R - Moderation Analysis with PROCESS Model 1
Running Hayes' PROCESS-macro (Version 3.5 and later) with R to test a moderation hypothesis
Arndt Regorz, Dipl. Kfm. & M.Sc. Psychologie, 03/31/2021
For a long time the PROCESS macro has been one of the best ways of testing moderations (interactions) when using SPSS. Finally, in December of 2020, Hayes has released the PROCESS function for R, too. This tutorials will show you how to run and interpret a moderation analysis with Hayes' PROCESS function for R / RStudio.
- Video tutorial
- Downloading PROCESS
- Initializing the R-Code
- Testing a Moderation Model
- Sample Output 1 – Moderation
- Additional Parameters
- My Favorite Moderation R-Code
- Sample Output 2 – Moderation with Additional Options
- More Information
1. Video tutorial
(Note: When you click on this video you are using a service offered by YouTube.)
2. Downloading PROCESS
Here, you can download PROCESS for R:
Currently (March, 2021) you will find a folder named “PROCESS v3.5beta for R”. In this folder you will find an R-file “process.r”. Please note that it is at this point in time still a beta version so there could be bugs in the code.
3. Initializing the R-Code
Since PROCESS is not an R package you cannot use the commands install.packages() and library() with it. As a user defined function it has to be installed by running the file “process.r”.

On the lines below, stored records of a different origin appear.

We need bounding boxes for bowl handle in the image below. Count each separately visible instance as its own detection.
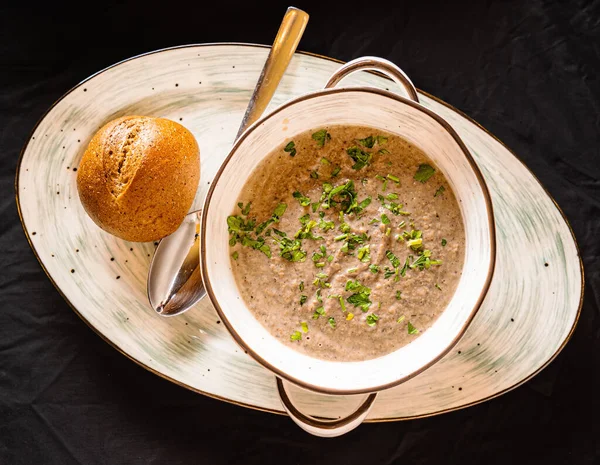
[276,377,377,437]
[324,56,420,103]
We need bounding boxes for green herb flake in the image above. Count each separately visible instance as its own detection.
[310,170,319,179]
[386,193,399,200]
[358,135,375,148]
[312,306,326,319]
[378,148,390,155]
[347,267,358,273]
[331,166,341,177]
[435,283,442,291]
[369,264,380,274]
[408,322,419,334]
[385,250,401,268]
[300,295,307,306]
[299,281,304,291]
[395,290,402,300]
[320,157,331,165]
[231,251,239,260]
[328,317,337,329]
[387,174,400,184]
[346,146,373,170]
[398,220,406,228]
[397,315,405,323]
[442,238,447,246]
[410,249,442,270]
[434,185,445,197]
[312,129,331,148]
[293,191,311,207]
[345,280,372,312]
[284,141,297,157]
[366,313,379,327]
[369,218,380,225]
[357,244,371,263]
[381,214,391,225]
[301,321,309,333]
[276,237,306,262]
[376,135,388,145]
[290,330,302,341]
[414,164,435,183]
[385,227,391,237]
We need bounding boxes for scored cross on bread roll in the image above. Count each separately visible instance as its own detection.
[77,115,200,242]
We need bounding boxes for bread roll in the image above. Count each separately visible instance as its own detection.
[77,115,200,242]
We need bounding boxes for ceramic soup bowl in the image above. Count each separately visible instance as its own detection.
[201,57,496,437]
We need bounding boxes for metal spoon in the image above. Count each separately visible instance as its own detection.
[148,7,309,316]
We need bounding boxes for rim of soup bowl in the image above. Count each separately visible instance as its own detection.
[200,86,497,395]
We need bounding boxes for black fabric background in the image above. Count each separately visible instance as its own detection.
[1,1,598,463]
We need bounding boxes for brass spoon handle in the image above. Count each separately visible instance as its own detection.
[236,7,309,139]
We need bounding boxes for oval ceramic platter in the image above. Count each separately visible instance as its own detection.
[16,43,583,421]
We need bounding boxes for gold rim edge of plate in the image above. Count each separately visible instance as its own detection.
[13,42,584,423]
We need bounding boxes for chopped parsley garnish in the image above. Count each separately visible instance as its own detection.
[255,202,287,235]
[240,236,271,258]
[346,146,373,170]
[328,294,347,312]
[376,135,388,145]
[378,148,390,155]
[397,315,405,323]
[398,220,406,228]
[366,313,379,327]
[299,281,304,291]
[295,219,323,241]
[290,331,302,341]
[441,238,447,246]
[321,157,331,165]
[316,289,323,303]
[414,164,435,183]
[381,214,391,225]
[293,191,311,207]
[312,306,326,319]
[331,166,341,177]
[402,229,423,251]
[345,280,372,312]
[313,273,330,288]
[284,141,296,157]
[299,214,310,225]
[384,267,396,279]
[346,313,355,320]
[340,233,369,253]
[312,129,331,148]
[310,170,319,179]
[386,193,399,200]
[410,249,442,270]
[385,228,391,237]
[396,290,402,300]
[319,217,335,231]
[369,264,380,273]
[369,218,380,225]
[399,257,410,277]
[435,283,442,291]
[385,250,401,268]
[347,267,358,273]
[328,317,336,329]
[300,295,307,306]
[231,251,238,260]
[408,322,419,334]
[434,185,445,197]
[387,174,400,184]
[358,135,375,148]
[357,244,371,262]
[237,202,252,215]
[275,236,306,262]
[301,321,309,333]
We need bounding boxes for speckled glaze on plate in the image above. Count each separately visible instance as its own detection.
[15,43,583,421]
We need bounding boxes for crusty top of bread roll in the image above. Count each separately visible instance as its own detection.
[77,115,200,242]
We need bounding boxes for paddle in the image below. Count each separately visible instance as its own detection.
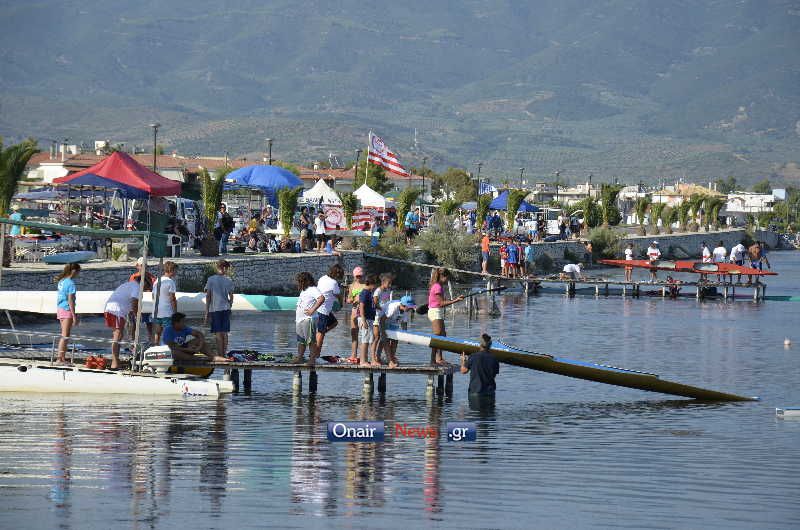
[415,286,507,315]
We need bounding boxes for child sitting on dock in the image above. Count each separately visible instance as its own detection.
[357,274,379,366]
[162,312,229,363]
[292,272,324,365]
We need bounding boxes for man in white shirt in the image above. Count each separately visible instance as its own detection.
[730,242,746,265]
[314,264,344,362]
[153,261,179,345]
[314,211,327,253]
[292,272,324,364]
[712,241,727,263]
[701,242,712,263]
[646,241,661,282]
[104,279,140,369]
[561,263,582,280]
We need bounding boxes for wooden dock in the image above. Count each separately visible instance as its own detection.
[199,361,456,396]
[365,253,768,302]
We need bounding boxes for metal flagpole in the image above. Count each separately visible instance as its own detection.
[365,132,371,185]
[132,233,149,371]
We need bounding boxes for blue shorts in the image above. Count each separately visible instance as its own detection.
[751,261,761,270]
[316,312,338,334]
[482,251,489,261]
[141,313,151,324]
[209,310,231,333]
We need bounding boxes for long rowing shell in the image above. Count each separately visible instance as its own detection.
[386,329,756,401]
[598,259,776,276]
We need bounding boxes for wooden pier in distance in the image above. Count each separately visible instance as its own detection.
[365,253,769,302]
[198,360,456,396]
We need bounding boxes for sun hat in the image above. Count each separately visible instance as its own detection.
[399,295,416,308]
[353,266,364,276]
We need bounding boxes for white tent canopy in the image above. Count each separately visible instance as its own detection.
[353,183,387,208]
[302,179,341,205]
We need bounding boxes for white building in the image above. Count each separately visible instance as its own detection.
[723,192,774,223]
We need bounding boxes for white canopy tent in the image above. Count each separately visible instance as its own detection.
[302,179,342,205]
[353,183,387,208]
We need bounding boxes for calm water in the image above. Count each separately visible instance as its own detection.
[1,253,799,529]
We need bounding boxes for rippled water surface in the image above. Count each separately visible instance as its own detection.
[1,253,799,529]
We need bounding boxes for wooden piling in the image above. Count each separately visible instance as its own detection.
[309,370,318,393]
[363,372,374,395]
[231,368,240,393]
[292,371,302,393]
[445,373,453,397]
[243,369,252,392]
[378,373,386,394]
[436,374,445,396]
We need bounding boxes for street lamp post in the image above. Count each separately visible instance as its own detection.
[149,123,160,171]
[421,156,428,198]
[519,167,525,189]
[476,161,483,195]
[555,170,560,203]
[266,138,273,165]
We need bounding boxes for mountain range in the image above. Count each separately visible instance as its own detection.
[1,0,799,186]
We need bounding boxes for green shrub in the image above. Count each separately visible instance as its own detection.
[588,226,620,259]
[416,214,476,271]
[357,227,409,260]
[564,248,580,263]
[534,253,554,272]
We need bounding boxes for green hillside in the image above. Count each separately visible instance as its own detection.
[1,0,798,185]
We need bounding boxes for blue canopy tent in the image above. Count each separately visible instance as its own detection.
[224,165,303,206]
[488,190,539,212]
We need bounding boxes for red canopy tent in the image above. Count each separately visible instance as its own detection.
[54,151,181,198]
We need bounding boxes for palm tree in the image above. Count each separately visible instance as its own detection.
[476,193,493,231]
[686,194,705,230]
[277,186,303,237]
[650,203,666,233]
[677,201,692,232]
[0,138,39,216]
[199,166,232,256]
[704,197,726,230]
[660,206,677,234]
[340,192,358,229]
[634,196,651,235]
[397,188,421,228]
[599,184,623,226]
[505,189,528,230]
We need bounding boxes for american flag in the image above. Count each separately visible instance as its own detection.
[368,132,410,177]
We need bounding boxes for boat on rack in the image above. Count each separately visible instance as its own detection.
[598,259,777,276]
[386,329,757,401]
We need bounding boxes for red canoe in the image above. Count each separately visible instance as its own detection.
[598,259,776,276]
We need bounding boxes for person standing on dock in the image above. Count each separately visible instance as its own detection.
[404,207,420,245]
[646,241,661,282]
[480,233,490,274]
[104,278,141,370]
[204,260,235,357]
[624,243,634,282]
[523,242,534,276]
[357,275,378,366]
[346,267,366,363]
[460,333,500,396]
[55,264,80,364]
[371,273,394,365]
[130,257,156,344]
[561,263,583,280]
[314,263,344,365]
[428,268,464,365]
[701,242,712,263]
[506,240,519,278]
[730,241,746,266]
[153,261,179,345]
[292,272,324,364]
[712,241,727,263]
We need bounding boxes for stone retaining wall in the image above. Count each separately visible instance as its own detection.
[0,252,365,295]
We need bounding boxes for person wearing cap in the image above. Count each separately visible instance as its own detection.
[460,333,500,396]
[9,204,23,236]
[129,257,156,343]
[204,259,234,356]
[383,295,416,368]
[646,241,661,282]
[346,266,366,363]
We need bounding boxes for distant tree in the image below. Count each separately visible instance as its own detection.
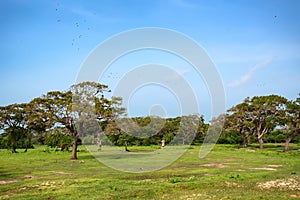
[0,104,32,152]
[195,115,208,144]
[27,97,56,145]
[175,114,202,145]
[160,117,181,144]
[96,96,125,131]
[206,114,226,144]
[284,95,300,151]
[250,95,287,149]
[226,98,255,148]
[45,128,72,149]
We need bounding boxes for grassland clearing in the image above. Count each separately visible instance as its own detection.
[0,144,299,199]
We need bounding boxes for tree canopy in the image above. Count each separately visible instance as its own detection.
[0,82,299,156]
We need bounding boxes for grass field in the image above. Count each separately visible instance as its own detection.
[1,144,300,199]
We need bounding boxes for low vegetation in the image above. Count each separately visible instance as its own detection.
[0,144,299,199]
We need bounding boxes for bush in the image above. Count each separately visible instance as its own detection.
[0,129,34,150]
[45,130,72,148]
[82,135,94,145]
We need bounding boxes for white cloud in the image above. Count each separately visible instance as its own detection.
[227,57,275,88]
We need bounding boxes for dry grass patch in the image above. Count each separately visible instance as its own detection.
[0,180,17,185]
[251,167,277,171]
[267,164,282,168]
[50,171,73,175]
[224,181,243,188]
[179,193,212,200]
[201,163,227,168]
[290,193,300,198]
[257,176,300,190]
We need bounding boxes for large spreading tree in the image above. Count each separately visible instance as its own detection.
[250,95,288,149]
[43,82,115,160]
[226,95,288,149]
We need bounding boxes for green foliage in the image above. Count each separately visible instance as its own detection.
[82,135,94,145]
[168,176,182,183]
[0,128,33,151]
[0,82,299,154]
[45,129,72,148]
[217,130,242,144]
[162,132,174,144]
[0,134,9,149]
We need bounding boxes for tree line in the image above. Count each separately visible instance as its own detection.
[221,94,299,151]
[0,81,299,159]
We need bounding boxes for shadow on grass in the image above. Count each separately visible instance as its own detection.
[77,154,96,160]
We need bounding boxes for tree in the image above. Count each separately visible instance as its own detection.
[174,114,202,145]
[160,117,181,144]
[0,104,31,152]
[27,97,56,145]
[249,95,287,149]
[42,90,75,157]
[42,82,111,159]
[205,114,226,144]
[284,95,300,151]
[95,96,125,131]
[41,81,120,159]
[45,128,72,149]
[226,98,255,148]
[71,82,112,159]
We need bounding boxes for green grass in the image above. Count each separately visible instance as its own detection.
[1,144,300,199]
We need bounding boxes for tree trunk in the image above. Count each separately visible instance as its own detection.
[240,129,247,148]
[248,136,253,144]
[284,132,298,152]
[71,136,78,160]
[258,138,264,150]
[124,141,129,152]
[11,147,17,153]
[242,135,247,148]
[257,124,267,150]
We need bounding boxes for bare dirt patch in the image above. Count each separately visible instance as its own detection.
[267,164,282,168]
[178,193,211,200]
[18,181,64,192]
[201,163,226,168]
[50,171,72,175]
[0,180,17,185]
[257,176,300,190]
[251,167,277,171]
[290,193,300,198]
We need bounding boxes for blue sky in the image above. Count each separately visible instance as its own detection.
[1,0,299,121]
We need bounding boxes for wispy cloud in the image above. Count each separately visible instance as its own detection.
[165,69,191,82]
[228,57,275,88]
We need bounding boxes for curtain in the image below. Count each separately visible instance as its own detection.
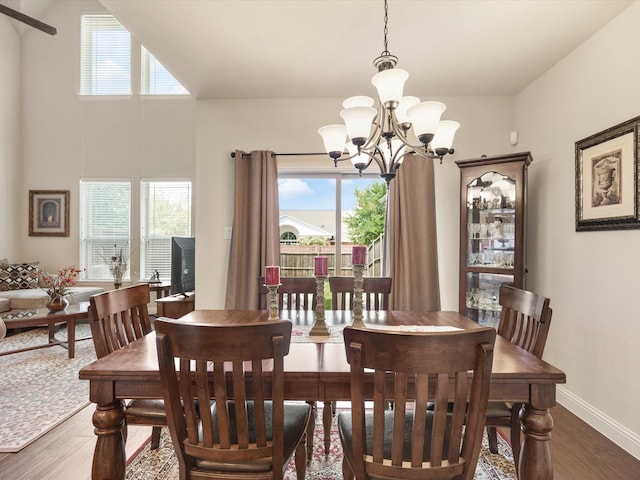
[224,150,280,309]
[386,153,441,311]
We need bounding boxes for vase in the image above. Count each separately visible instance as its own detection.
[47,296,69,312]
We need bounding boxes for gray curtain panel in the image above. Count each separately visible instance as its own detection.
[386,153,441,311]
[224,150,280,309]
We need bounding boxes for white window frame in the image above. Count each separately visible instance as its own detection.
[80,180,132,281]
[80,14,131,96]
[141,46,189,95]
[140,180,193,281]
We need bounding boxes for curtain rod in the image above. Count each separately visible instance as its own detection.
[230,152,326,158]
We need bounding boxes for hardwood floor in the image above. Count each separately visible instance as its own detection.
[0,403,638,479]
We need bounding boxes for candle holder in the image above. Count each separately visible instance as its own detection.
[352,264,365,327]
[266,284,280,320]
[309,276,329,336]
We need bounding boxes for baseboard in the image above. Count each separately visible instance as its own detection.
[557,386,640,460]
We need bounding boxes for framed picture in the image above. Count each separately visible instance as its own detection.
[28,190,70,237]
[575,116,640,231]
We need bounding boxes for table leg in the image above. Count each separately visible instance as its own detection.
[91,399,127,480]
[518,385,555,480]
[67,318,76,358]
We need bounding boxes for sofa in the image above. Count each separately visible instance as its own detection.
[0,260,104,312]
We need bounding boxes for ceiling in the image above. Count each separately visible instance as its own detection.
[3,1,634,100]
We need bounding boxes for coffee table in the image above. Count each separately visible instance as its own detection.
[0,301,90,359]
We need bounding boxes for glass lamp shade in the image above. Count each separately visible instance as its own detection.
[340,106,377,146]
[395,96,420,125]
[379,139,405,170]
[371,68,409,106]
[343,96,375,108]
[407,101,446,142]
[347,142,368,168]
[318,124,347,156]
[431,120,460,150]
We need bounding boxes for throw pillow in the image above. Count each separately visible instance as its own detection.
[0,262,40,291]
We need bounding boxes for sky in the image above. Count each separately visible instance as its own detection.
[278,177,382,211]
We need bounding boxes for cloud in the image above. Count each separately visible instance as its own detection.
[278,178,314,198]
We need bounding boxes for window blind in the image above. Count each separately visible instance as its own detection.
[80,181,131,280]
[80,15,131,95]
[140,181,192,280]
[141,46,189,95]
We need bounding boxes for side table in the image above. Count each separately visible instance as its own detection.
[156,292,195,319]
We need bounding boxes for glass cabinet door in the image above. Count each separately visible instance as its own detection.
[456,153,532,326]
[466,171,516,270]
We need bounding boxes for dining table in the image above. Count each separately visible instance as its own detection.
[78,309,566,480]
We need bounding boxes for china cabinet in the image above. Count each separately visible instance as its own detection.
[456,152,532,326]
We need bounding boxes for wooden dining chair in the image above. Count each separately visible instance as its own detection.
[339,325,496,480]
[88,283,166,449]
[155,317,312,480]
[329,276,392,311]
[258,275,319,462]
[325,275,393,457]
[485,285,553,467]
[258,276,317,310]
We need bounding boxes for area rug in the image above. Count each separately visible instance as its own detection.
[0,324,96,452]
[126,408,517,480]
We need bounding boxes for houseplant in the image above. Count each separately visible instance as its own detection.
[40,265,83,312]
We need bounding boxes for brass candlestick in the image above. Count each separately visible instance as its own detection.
[266,284,280,320]
[309,276,329,336]
[352,264,365,327]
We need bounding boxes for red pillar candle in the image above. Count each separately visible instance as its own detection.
[351,245,367,265]
[314,256,328,276]
[265,266,280,285]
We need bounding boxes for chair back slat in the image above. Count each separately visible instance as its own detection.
[156,318,295,476]
[498,285,552,358]
[258,276,317,310]
[329,276,392,311]
[343,326,495,480]
[88,284,152,358]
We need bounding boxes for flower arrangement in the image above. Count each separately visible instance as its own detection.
[40,266,83,301]
[107,245,128,287]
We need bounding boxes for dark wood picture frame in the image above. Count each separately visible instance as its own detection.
[575,116,640,231]
[29,190,70,237]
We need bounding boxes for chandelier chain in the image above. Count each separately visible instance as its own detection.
[382,0,389,55]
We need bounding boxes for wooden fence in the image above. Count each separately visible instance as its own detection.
[280,233,384,277]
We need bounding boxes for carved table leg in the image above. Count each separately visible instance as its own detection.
[323,400,333,456]
[519,389,555,480]
[91,400,126,480]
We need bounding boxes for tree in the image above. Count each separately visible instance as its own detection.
[344,182,387,245]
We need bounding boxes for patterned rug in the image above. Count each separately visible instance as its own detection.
[0,324,96,452]
[126,408,517,479]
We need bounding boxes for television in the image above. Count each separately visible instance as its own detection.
[170,236,195,295]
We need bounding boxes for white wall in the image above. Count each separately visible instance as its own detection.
[0,15,21,259]
[516,1,640,457]
[19,1,195,278]
[195,96,515,309]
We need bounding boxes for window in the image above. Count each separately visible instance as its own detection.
[278,173,385,277]
[280,232,298,244]
[81,15,188,96]
[81,15,131,95]
[80,181,131,280]
[140,181,192,280]
[141,46,189,95]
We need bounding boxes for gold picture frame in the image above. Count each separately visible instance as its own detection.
[575,116,640,231]
[29,190,70,237]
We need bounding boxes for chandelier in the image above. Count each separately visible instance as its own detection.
[318,0,460,186]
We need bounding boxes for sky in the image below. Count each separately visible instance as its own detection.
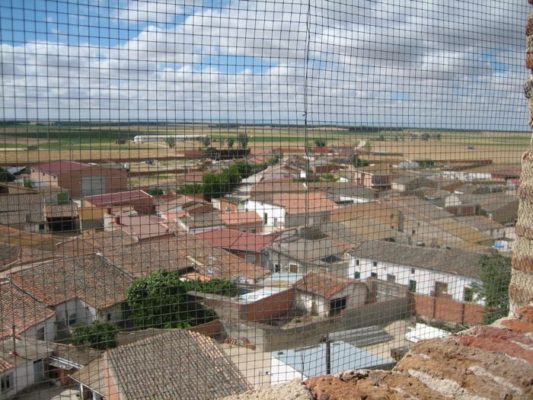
[0,0,529,129]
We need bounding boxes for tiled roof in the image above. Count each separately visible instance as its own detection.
[195,229,276,253]
[34,160,90,175]
[84,189,152,205]
[73,330,251,400]
[219,210,261,226]
[178,211,223,229]
[56,230,137,256]
[0,281,55,338]
[175,233,269,282]
[351,241,483,278]
[0,243,20,266]
[9,254,133,310]
[294,272,366,299]
[251,180,307,194]
[104,236,192,278]
[455,215,505,231]
[115,215,171,240]
[269,192,339,214]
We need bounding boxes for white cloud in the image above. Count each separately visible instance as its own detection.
[0,0,529,129]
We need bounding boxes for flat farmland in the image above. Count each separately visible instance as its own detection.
[0,124,528,165]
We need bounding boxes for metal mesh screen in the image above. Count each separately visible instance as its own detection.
[0,1,526,399]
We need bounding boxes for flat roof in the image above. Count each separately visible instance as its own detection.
[272,341,394,378]
[238,286,285,304]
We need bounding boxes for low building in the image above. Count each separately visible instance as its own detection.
[243,192,338,231]
[30,161,128,198]
[176,211,224,233]
[0,337,53,399]
[219,210,263,232]
[265,227,355,274]
[391,176,436,193]
[0,281,56,341]
[71,329,251,400]
[194,228,276,265]
[9,254,133,337]
[294,272,368,317]
[349,241,483,303]
[84,189,155,215]
[106,214,172,241]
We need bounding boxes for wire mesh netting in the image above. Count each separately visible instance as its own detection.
[0,0,528,399]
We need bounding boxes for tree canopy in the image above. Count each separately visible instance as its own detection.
[473,253,511,324]
[126,271,237,329]
[71,322,118,350]
[237,132,249,149]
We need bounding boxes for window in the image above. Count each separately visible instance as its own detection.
[409,280,417,292]
[463,287,474,302]
[355,260,360,266]
[372,261,378,267]
[354,271,361,279]
[1,373,12,393]
[435,281,448,297]
[387,274,396,283]
[68,313,77,326]
[329,297,347,316]
[36,326,45,341]
[411,268,415,274]
[107,313,112,321]
[289,264,298,273]
[370,272,378,278]
[274,264,280,273]
[263,212,268,224]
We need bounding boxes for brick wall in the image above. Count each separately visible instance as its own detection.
[412,293,484,326]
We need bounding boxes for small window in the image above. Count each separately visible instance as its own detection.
[372,261,377,267]
[411,268,415,274]
[408,280,417,292]
[370,272,378,278]
[36,326,45,341]
[107,313,112,321]
[355,260,360,266]
[274,264,280,273]
[411,229,416,235]
[463,287,474,302]
[263,212,268,224]
[354,271,361,279]
[387,274,396,283]
[68,313,77,326]
[1,373,13,392]
[329,297,347,316]
[289,264,298,273]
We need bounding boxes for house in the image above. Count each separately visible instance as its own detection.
[30,161,128,197]
[349,241,483,303]
[353,165,394,189]
[43,203,79,232]
[84,189,155,215]
[71,329,251,400]
[459,193,519,225]
[0,281,56,341]
[103,236,193,278]
[176,211,224,233]
[391,176,436,192]
[173,233,269,284]
[158,197,214,221]
[294,271,368,317]
[107,214,172,241]
[455,215,506,239]
[0,337,53,399]
[265,227,355,274]
[48,343,102,387]
[194,228,276,265]
[307,182,377,204]
[219,210,262,232]
[243,192,338,231]
[270,341,394,385]
[9,254,133,336]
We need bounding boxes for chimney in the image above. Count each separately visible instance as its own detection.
[115,216,121,225]
[10,324,18,357]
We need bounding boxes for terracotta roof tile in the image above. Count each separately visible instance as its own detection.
[294,271,366,299]
[84,190,152,205]
[34,160,90,175]
[9,254,132,310]
[0,281,55,338]
[195,229,276,253]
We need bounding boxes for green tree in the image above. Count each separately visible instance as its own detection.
[364,141,372,153]
[148,187,164,196]
[226,138,235,148]
[200,136,211,148]
[71,322,118,350]
[350,155,370,168]
[23,178,34,188]
[420,133,430,141]
[0,168,15,182]
[314,138,327,147]
[472,253,512,324]
[127,271,215,329]
[165,137,176,148]
[237,132,249,149]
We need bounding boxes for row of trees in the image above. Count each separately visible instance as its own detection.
[165,133,249,149]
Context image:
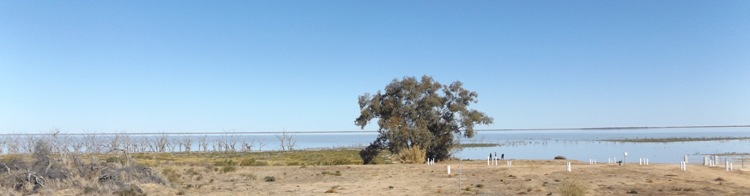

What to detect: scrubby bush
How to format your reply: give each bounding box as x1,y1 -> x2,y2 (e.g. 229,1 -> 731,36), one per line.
0,139 -> 167,195
554,155 -> 567,160
252,161 -> 269,166
214,159 -> 237,167
398,146 -> 426,164
559,180 -> 587,196
315,158 -> 358,165
221,166 -> 237,173
239,157 -> 256,166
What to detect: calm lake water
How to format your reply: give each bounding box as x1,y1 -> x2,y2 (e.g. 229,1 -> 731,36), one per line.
460,128 -> 750,163
166,127 -> 750,163
3,127 -> 748,164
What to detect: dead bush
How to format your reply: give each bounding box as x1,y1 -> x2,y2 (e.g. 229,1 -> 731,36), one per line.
0,139 -> 167,195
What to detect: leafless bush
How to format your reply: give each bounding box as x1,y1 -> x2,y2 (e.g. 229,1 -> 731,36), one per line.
212,140 -> 219,152
105,134 -> 122,153
257,139 -> 266,152
157,133 -> 170,153
0,135 -> 166,195
83,133 -> 101,154
0,138 -> 5,154
227,134 -> 238,152
20,135 -> 37,154
7,136 -> 20,154
48,130 -> 70,169
121,133 -> 132,153
276,131 -> 296,151
169,137 -> 179,152
181,136 -> 193,153
199,135 -> 208,152
138,139 -> 149,153
242,137 -> 255,152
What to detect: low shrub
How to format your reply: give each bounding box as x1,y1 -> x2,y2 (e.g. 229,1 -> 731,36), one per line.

If you open it in Rstudio, just run it. It will take a minute or two for the code to complete. After that you have gained a new R function, process(). With this function you can run the PROCESS macro in the R environment in your active R session.
If you do not want to have to rerun the code of process.r each time you open R then Hayes recommends saving your R workspace after running process.r
4. Testing a Moderation Model
The simplest R/PROCESS code for a moderation model would be this:
process (data = my_data_frame, y = "my_DV", x = "my_IV", w ="my_MOD", model = 1)
In this example code I have used the following variable names you should replace with the names of your data:
- my_data_frame: My data frame with the data I want to use to test a moderation
- my_DV: The name of the dependent variable in my data frame
- my_IV: The name of the independent variable in my data frame
- my_MOD: The name of the moderator variable in my data frame
For the variables there are some important things to consider:
- The variable names must be put into quotation signs.
- Variable names in R are case sensitive (upper case, lower case).
- In the case of a binary variable it is not allowed to be a factor variable – you have to transform it into a numeric variable before using it with PROCESS.
And the function process hat to be written in lower case letters.
5. Sample Output 1 – Moderation
Here is an example of the output you could get with that code:
(A): Unstandardized regression weight (b) for the IV with test statistic, p-value and confidence interval
(B): Unstandardized regression weight (b) for the moderator with test statistic, p-value and confidence interval
(C): Unstandardized regression weight (b) for the interaction with test statistic, p-value and confidence interval. If this is significant then there is a moderation effect.
(D): Key for the interaction term (really important only for models with more than one interaction)
(E): R2-chng: Effect size of the moderation (how much additional variance is explained by adding the interaction term to the model)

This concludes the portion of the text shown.